Brothers celebrate kidney transplant's 30th year as gift of life still going strong
By BILL SHERMAN World Religion Writer
Published: 2/2/2013 1:59 AM
Last Modified: 2/2/2013 6:18 AM
Walt Erwin's favorite movie is "It's a Wonderful Life," the story of a man who got to see how his life had influenced the people around him.
When Erwin was 29 with two small children, one of his kidneys was removed. A year later, the other one failed, and he went on a dialysis machine to stay alive.
On Feb. 3, 1983, after 14 months on dialysis, he received a kidney from his older brother, Frank.
At that time, the average life expectancy of a transplanted kidney was about five to eight years, he said. Now it's about 12 years.
But Erwin beat those odds.
On Sunday, he will get together with his brother and their wives to celebrate the 30th anniversary of the transplant that is still going strong.
"When someone is willing to give you part of his body to save and extend your life, you're no longer the same," he said. "It reminds me of Jesus giving his life to extend my life into eternity."
And living with a daily awareness of his mortality changed him, Erwin said.
"It really does cause you to live a different life, to focus on what really does matter," he said.
"You concentrate more on the family, on eternal values. You stop majoring in the minors."
The last 30 years flew by, he said. They were years of making memories with his family and "accomplishing things for the Lord."
Knowing that his time could be short, he learned to step out of his comfort zone "and watch God work," he said.
Erwin was one of the founders of Uniting Men to Become Promise Keepers, a Tulsa organization modeled after the national Promise Keepers, a Christian men's organization that in the 1990s filled stadiums across the nation.
"I got to see how God would work over the next seven years and change men's lives, just because we decided to do something in Tulsa for men and their families," he said.
His health condition also caused him to plan carefully to take care of his family, he said.
He continued to work right through the dialysis, an exhausting three-times-a-week, four-hour process, and through the inevitable health issues that come with taking drugs that prevent rejection of transplanted organs.
He got out of debt, paid off his house, paid for his three children's college educations and made sure his wife's needs will be met.
He is now global account director for Orange Business Services, a Paris-based network for voice, data and video transmission.
Several times over the past 30 years, tests have indicated that his transplanted kidney was failing.

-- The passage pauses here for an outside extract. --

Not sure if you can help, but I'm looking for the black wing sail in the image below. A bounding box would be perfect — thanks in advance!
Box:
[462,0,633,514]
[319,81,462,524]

After prayer, and further tests, the kidney function would be normal, he said.
Doctors called it a lab error. Maybe, he said, or maybe it was a miracle.
"You're totally at the mercy of God to keep the kidney functioning," he said.
Like George Bailey, the loan officer played by Jimmy Stewart in "It's a Wonderful Life," Erwin said he looks back on his life with satisfaction, seeing the influence he has had on his family and others in the community.
"It is a wonderful life," he said. "Just think what would not have happened if my brother did not give me his kidney."